There is no doubt that the grail of efficiency leads to abuse. Programmers waste enormous amounts of time thinking about, or worrying about, the speed of noncritical parts of their programs, and these attempts at efficiency actually have a strong negative impact when debugging and maintenance are considered. We should forget about small efficiencies, say about 97% of the time: premature optimization is the root of all evil.
Yet we should not pass up our opportunities in that critical 3%. A good programmer will not be lulled into complacency by such reasoning, he will be wise to look carefully at the critical code; but only after that code has been identified. It is often a mistake to make a priori judgments about what parts of a program are really critical, since the universal experience of programmers who have been using measurement tools has been that their intuitive guesses fail.
-- Donald Knuth
I've always thought this quote has all too often led software designers into serious mistakes because it has been applied to a different problem domain to what was intended. The full version of the quote is "We should forget about small efficiencies, say about 97% of the time: premature optimization is the root of all evil." and I agree with this. Its usually not worth spending a lot of time micro-optimizing code before its obvious where the performance bottlenecks are. But, conversely, when designing software at a system level, performance issues should always be considered from the beginning. A good software developer will do this automatically, having developed a feel for where performance issues will cause problems.
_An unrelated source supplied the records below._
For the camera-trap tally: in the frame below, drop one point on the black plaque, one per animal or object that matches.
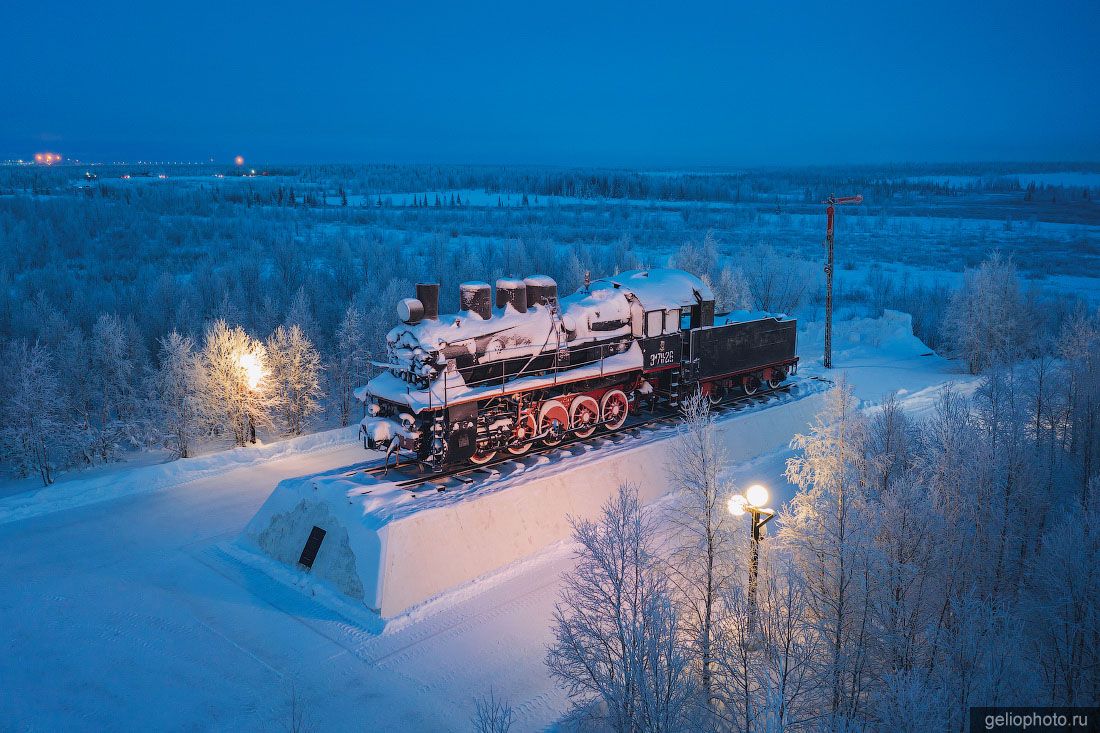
(314, 544)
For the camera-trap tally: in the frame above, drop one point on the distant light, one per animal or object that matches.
(757, 495)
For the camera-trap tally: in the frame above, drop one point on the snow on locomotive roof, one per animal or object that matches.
(660, 288)
(746, 316)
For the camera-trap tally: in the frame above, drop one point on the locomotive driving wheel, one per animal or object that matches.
(553, 419)
(482, 456)
(614, 408)
(583, 416)
(521, 435)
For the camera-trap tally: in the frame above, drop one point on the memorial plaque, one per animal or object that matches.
(314, 544)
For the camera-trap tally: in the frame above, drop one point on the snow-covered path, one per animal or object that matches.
(128, 614)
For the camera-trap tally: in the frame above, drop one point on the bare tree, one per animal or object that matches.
(827, 533)
(32, 431)
(179, 385)
(615, 627)
(985, 319)
(351, 362)
(492, 715)
(294, 368)
(239, 394)
(701, 559)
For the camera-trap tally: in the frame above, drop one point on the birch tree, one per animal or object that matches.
(294, 372)
(615, 646)
(827, 533)
(352, 360)
(33, 430)
(179, 385)
(238, 391)
(701, 560)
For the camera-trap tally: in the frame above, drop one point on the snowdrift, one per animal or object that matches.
(391, 549)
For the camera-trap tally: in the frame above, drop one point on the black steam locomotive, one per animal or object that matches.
(535, 369)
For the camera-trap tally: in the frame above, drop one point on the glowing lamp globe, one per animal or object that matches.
(757, 495)
(253, 370)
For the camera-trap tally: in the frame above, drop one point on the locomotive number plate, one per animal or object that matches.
(661, 352)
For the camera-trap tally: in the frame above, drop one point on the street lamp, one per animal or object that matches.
(752, 503)
(253, 372)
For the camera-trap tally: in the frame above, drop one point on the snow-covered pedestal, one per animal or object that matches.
(391, 549)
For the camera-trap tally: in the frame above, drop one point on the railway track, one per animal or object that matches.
(417, 474)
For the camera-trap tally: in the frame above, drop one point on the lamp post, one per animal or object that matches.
(253, 372)
(752, 503)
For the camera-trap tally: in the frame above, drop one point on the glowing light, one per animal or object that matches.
(253, 370)
(757, 495)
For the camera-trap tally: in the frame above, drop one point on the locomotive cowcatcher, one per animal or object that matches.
(532, 370)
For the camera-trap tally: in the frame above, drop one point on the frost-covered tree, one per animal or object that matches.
(238, 394)
(179, 385)
(352, 360)
(615, 646)
(701, 559)
(34, 428)
(827, 532)
(294, 370)
(117, 364)
(986, 319)
(730, 291)
(1064, 584)
(491, 714)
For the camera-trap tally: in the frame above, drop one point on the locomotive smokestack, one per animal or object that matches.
(476, 296)
(428, 295)
(512, 292)
(541, 290)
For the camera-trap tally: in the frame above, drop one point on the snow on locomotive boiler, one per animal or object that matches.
(536, 370)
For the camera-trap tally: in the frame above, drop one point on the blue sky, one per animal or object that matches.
(675, 84)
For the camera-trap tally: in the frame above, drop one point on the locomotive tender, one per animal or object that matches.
(535, 369)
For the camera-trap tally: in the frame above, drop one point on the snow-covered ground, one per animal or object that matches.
(133, 613)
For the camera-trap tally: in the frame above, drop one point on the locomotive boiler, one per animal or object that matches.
(517, 367)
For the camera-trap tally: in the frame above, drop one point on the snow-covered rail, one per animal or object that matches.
(391, 548)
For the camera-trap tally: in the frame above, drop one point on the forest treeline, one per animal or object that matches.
(97, 280)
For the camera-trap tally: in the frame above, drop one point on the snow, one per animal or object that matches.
(453, 390)
(392, 548)
(142, 612)
(75, 490)
(660, 288)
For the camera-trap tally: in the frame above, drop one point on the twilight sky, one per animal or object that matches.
(672, 84)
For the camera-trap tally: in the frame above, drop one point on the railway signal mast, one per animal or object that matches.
(832, 203)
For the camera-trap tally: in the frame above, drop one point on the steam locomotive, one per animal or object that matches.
(536, 370)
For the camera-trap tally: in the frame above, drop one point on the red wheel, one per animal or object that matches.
(553, 422)
(583, 416)
(614, 409)
(521, 435)
(482, 457)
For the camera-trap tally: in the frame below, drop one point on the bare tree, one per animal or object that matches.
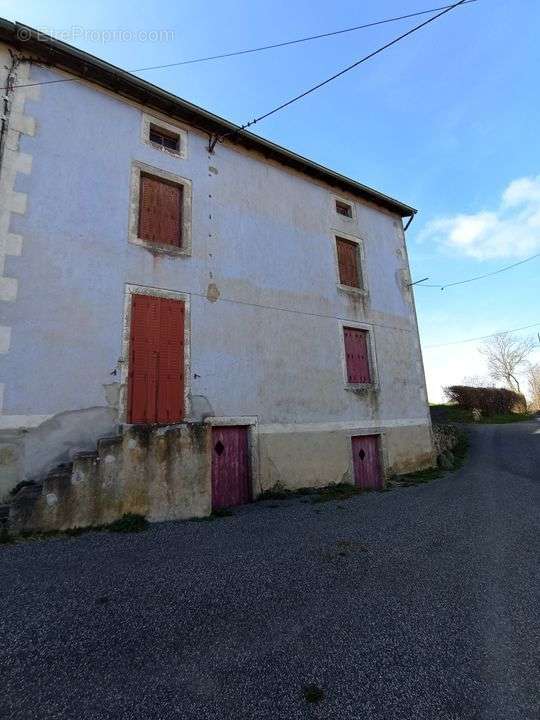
(476, 381)
(533, 376)
(506, 357)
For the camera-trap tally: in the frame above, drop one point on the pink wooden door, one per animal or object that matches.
(366, 462)
(231, 482)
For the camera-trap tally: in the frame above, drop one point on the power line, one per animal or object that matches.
(294, 311)
(479, 277)
(263, 47)
(483, 337)
(342, 72)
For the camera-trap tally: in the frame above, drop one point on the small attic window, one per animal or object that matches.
(164, 138)
(343, 208)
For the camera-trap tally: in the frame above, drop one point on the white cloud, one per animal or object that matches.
(513, 230)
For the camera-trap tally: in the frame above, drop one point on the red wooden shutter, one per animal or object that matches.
(156, 362)
(348, 262)
(356, 354)
(170, 404)
(160, 211)
(143, 359)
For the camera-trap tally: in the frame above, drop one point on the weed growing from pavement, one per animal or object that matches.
(341, 491)
(313, 693)
(5, 537)
(214, 515)
(129, 522)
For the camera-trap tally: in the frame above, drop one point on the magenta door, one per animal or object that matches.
(367, 462)
(231, 482)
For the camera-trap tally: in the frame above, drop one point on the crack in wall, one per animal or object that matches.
(15, 123)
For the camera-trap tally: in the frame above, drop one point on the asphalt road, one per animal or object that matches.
(420, 602)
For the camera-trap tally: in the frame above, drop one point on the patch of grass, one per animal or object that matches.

An inexperienced developer will not bother, misguidedly believing that a bit of fine tuning at a later stage will fix any problems.
I've worked on systems where the architects adhered to "Hoare's Dictum". All goes well until realistic large-scale testing is performed and it becomes painfully obvious that the system is never going to scale upwards. Unfortunately by then it can be very difficult to fix the problem without a large amount of re-design and re-coding.
-- Charles Cook
While premature optimization can indeed lead to problems, it is important to consider potential performance issues from the beginning of any project in order to avoid the need for optimizations later. This is particularly important when the optimizations will rely on concurrency and/or parallelism, because the structure of the resulting code can vary dramatically depending on what kind of concurrency/parallelism technique is used. Making the right structural choices early on (e.g., between threads, processes, or asynchronous programming) can save a lot of time and effort.
The goal of this talk is to provide a framework for thinking about how concurrency and parallelism work in Python, and thus to empower you to make informed decisions about which tools or techniques to use in your projects. This is not a talk about how to write concurrent/parallel code in Python, or indeed how to optimize code at all. The goal is for you to be able to decide, based on the needs of any given project, which approach you should use for it. We will discuss what concurrency and parallelism are, how they differ from each other, how they are realized in computers in general and Python in particular, and how to decide which approach to use for a given project based on requirements.